Women, especially women of color, have long histories as leaders and ground-level organizers of movements for social justice. In the Age of Trump, these movements will struggle to survive unless women are at the forefront-not simply "dealt in" or "at the table."
This is no time to wait for inside-the-beltway groups to get their war rooms up and running.
Let the big donors pour their money into that for the time being; we need to begin building without those resources, if only to prove the need for them.
In North Carolina, Reverend William Barber has shown what consistent, 24/7, intersectional organizing can accomplish. In the most unlikely of years, a Democrat was elected to the governor's mansion. The threat perceived by the Koch-bought legislature was revealed when, shortly following the election, the Republican majority passed a measure stripping the governor's office of much of its power.
But leaders at the state and local levels will now have to fight on two fronts-the congressional as well as the state legislative arenas-if rights are to be maintained and reclaimed. While Barber's Moral Mondays movement shows what state-level mobilizing can accomplish, organic grassroots opposition to the Trump agenda in Congress is also mandatory.

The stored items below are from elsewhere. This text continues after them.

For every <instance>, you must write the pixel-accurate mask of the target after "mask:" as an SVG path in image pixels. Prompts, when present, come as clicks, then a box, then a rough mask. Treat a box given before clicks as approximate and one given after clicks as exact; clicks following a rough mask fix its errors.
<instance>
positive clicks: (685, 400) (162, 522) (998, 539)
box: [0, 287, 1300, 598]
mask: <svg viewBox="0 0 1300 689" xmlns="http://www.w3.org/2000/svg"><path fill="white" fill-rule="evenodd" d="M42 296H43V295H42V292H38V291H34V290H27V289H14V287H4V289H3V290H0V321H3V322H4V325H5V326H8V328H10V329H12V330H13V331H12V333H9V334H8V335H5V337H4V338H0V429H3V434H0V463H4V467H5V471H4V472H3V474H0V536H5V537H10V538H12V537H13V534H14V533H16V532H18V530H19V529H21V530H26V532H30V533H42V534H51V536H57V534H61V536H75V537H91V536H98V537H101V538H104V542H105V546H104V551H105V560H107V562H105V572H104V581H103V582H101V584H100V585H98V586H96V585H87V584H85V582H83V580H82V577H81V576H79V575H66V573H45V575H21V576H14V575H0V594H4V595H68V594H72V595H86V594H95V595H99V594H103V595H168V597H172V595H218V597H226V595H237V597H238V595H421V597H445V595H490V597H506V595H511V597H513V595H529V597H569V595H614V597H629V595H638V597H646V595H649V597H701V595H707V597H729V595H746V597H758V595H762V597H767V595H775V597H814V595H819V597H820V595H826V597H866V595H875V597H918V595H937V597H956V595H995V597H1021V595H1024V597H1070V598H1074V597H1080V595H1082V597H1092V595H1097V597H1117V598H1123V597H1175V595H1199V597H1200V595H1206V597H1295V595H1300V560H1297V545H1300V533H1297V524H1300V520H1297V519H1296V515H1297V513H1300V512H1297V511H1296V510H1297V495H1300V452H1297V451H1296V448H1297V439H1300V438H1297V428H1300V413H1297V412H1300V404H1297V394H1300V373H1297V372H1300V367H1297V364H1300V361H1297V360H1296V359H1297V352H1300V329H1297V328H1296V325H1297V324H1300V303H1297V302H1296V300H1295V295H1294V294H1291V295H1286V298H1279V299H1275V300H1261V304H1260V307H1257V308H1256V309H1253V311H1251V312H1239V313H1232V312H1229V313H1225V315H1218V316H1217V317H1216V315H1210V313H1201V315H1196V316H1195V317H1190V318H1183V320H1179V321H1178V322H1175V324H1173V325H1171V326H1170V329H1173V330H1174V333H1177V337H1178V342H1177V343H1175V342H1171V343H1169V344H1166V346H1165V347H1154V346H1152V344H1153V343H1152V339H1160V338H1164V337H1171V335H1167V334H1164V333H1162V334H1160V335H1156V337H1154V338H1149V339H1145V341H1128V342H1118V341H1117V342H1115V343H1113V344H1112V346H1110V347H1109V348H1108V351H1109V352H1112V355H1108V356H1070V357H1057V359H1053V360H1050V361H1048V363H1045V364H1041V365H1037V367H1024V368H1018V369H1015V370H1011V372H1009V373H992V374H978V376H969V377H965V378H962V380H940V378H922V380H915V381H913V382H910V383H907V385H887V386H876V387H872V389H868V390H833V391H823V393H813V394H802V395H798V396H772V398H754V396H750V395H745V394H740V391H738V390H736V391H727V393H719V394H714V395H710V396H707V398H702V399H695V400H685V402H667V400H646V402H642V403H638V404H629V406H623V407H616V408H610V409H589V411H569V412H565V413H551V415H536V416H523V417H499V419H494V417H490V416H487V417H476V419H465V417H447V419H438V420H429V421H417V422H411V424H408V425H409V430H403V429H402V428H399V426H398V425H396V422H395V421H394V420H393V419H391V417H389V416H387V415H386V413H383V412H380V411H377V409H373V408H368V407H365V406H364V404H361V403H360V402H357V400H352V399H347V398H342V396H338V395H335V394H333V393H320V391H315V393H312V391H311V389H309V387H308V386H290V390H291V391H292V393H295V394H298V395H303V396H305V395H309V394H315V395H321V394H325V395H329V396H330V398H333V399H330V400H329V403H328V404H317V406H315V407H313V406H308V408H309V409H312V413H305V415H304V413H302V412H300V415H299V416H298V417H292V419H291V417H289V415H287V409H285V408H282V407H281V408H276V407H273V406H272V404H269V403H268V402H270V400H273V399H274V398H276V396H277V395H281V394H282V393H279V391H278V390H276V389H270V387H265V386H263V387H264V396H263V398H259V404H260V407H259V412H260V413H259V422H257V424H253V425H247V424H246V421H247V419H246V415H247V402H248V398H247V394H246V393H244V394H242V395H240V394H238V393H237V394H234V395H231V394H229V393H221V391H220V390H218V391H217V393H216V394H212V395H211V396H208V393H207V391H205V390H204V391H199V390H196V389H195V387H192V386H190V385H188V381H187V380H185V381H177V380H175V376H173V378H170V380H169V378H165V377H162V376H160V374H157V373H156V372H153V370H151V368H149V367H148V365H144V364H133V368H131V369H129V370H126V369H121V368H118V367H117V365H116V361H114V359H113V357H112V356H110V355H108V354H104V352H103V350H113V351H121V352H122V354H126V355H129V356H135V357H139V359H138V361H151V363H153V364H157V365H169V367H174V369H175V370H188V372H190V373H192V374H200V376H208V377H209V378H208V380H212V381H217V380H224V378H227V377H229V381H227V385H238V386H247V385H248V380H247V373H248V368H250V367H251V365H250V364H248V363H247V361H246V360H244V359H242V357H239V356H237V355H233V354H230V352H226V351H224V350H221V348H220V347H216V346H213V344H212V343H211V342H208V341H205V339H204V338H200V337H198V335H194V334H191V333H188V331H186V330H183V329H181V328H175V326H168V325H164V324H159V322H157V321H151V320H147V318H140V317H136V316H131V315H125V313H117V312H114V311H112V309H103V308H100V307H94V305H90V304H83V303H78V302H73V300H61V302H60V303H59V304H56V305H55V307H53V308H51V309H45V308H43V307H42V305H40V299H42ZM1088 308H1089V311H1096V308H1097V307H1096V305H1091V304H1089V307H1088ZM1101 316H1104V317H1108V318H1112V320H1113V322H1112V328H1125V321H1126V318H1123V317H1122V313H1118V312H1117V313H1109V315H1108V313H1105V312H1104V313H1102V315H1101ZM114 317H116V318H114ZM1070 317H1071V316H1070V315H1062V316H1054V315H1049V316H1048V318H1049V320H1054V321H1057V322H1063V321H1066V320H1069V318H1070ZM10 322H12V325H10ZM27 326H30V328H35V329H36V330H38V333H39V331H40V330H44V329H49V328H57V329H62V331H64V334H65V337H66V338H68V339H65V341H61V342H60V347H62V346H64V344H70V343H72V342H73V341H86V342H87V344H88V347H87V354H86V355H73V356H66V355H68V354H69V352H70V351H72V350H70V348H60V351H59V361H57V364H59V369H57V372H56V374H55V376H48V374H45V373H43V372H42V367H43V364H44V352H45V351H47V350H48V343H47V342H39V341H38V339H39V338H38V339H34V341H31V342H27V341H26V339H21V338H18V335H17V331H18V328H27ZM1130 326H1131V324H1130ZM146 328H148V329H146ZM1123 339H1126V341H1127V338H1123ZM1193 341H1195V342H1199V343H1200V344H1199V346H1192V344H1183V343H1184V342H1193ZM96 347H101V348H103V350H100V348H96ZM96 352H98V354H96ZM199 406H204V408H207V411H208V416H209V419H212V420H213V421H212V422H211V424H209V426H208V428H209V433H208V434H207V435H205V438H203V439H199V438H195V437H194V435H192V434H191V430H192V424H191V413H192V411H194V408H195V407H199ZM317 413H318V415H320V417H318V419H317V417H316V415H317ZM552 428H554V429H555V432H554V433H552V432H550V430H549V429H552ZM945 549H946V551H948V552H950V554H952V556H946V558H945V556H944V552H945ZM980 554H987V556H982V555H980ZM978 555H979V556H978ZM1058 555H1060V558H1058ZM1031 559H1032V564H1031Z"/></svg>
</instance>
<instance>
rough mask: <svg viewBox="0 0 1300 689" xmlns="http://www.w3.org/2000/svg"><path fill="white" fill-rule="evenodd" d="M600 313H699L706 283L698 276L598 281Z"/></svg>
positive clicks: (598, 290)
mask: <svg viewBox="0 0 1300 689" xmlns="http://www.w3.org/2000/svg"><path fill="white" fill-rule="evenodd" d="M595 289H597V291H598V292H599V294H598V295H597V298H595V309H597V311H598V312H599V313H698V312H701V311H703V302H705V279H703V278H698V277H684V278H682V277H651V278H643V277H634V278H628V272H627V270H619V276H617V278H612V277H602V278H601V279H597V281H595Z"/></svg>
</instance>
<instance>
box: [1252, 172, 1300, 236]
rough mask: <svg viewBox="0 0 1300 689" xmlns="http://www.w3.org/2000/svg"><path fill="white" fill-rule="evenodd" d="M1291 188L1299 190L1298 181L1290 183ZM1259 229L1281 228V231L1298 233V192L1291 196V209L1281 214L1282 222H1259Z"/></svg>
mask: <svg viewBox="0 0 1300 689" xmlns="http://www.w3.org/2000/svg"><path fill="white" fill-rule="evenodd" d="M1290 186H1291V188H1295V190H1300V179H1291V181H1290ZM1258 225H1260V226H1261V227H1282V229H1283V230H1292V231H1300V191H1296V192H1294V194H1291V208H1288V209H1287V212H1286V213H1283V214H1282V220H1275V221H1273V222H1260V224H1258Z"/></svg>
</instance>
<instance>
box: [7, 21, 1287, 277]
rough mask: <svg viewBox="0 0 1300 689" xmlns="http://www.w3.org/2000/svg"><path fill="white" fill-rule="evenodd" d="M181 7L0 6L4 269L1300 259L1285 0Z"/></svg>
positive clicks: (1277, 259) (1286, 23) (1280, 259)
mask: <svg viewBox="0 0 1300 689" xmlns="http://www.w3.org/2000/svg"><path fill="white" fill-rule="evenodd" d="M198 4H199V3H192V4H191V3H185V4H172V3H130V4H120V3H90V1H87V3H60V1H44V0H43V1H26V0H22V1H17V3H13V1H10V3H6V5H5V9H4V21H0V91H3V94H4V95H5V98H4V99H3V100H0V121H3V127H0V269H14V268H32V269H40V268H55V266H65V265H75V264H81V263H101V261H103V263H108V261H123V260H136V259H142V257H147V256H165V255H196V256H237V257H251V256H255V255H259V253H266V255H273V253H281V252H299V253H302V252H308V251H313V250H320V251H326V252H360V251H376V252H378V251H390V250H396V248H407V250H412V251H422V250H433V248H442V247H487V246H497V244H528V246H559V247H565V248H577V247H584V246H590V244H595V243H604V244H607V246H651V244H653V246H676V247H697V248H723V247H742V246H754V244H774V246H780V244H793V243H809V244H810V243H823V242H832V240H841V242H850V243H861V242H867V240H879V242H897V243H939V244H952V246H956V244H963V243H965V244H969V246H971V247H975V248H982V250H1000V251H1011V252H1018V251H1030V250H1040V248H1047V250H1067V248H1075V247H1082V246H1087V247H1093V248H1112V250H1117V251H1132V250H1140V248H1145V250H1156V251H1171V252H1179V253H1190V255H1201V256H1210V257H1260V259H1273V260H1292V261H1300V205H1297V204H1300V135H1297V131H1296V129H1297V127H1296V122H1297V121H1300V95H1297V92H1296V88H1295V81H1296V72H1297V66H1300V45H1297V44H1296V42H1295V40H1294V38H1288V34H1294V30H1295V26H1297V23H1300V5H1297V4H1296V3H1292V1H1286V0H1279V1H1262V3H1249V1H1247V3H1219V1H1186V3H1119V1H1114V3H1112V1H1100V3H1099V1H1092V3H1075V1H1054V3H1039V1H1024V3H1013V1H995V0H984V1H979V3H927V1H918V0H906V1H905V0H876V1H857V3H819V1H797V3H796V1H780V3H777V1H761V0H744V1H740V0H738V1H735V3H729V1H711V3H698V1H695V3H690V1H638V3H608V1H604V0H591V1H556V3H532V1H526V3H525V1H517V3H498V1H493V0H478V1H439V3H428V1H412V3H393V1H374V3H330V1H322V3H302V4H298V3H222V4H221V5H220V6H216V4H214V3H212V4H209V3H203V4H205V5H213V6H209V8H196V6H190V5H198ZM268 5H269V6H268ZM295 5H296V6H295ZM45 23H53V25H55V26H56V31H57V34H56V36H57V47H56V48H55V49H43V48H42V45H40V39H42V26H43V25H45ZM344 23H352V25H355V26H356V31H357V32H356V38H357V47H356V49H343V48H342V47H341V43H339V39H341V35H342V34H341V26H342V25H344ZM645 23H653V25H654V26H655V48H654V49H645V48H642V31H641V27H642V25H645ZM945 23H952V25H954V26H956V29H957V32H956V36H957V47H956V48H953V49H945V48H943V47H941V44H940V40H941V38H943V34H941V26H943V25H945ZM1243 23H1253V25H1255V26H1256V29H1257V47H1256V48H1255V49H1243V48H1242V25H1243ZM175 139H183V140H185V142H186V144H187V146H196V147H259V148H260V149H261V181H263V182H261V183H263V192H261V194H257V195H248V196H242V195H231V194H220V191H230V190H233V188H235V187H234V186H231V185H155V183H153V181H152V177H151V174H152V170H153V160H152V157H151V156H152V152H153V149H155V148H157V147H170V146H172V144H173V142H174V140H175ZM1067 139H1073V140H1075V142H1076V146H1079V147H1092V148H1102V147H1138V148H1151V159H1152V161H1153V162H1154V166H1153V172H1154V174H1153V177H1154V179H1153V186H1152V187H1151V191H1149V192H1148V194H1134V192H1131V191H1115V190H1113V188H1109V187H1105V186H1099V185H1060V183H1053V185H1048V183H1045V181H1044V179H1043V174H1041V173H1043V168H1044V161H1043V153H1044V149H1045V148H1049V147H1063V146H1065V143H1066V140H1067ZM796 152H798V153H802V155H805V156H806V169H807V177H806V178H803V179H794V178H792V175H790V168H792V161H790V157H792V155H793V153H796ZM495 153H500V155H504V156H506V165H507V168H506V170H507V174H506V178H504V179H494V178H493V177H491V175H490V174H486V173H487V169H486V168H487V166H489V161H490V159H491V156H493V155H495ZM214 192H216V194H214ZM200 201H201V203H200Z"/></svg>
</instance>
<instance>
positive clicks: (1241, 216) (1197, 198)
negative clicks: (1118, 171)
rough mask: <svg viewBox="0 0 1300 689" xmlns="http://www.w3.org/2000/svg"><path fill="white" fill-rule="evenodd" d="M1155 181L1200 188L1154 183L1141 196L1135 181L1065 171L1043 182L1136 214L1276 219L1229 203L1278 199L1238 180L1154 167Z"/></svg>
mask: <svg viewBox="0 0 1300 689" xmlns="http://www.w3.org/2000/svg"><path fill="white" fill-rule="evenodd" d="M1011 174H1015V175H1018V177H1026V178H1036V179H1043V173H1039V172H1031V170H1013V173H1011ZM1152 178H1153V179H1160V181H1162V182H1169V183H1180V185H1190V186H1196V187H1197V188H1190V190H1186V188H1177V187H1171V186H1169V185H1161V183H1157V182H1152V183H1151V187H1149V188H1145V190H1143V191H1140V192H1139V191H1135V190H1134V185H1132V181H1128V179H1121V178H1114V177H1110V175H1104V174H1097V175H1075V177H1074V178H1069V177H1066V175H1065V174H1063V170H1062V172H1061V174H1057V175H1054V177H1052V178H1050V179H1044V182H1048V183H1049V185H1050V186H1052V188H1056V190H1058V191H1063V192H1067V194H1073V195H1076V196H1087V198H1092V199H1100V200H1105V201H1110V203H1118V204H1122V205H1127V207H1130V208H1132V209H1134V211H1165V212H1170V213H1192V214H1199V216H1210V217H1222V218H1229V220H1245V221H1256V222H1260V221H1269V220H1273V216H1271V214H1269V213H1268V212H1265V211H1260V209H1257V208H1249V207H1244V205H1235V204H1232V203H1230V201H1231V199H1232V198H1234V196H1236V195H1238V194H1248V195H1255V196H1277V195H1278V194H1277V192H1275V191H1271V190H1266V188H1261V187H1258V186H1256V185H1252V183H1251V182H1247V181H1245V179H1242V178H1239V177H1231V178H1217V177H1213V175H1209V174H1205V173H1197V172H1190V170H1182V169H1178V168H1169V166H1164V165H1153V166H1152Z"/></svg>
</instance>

In a succinct and instructive handbook, former congressional staffers Ezra Levin, Leah Greenberg, and Angel Padilla advise a sustained mobilization of resistance to the Trump agenda that targets members of Congress from both parties, using the Tea Party as their model. Especially helpful is Chapter 3, which has suggestions both for creating new groups and resetting the focus of existing groups to create the opposition. They suggest that groups need not be large in order to stop or impede a legislative proposal.
"If a small minority in the Tea Party can stop President Obama," they write, "then we the majority can stop a petty tyrant named Trump."
Under President Trump, legislative proposals designed to stick a knife into any prospect for gender equality will abound, as Goldberg duly noted. The same goes for racial equality. Economic oppression of out-groups will only intensify, as opposition to such basic elements of civilized life, such as the federal minimum wage and basic food supports for poor people, are likely to take hold.
If the liberal project is to be saved, it will be women who do it, and women of color who lead it. Men need to listen up.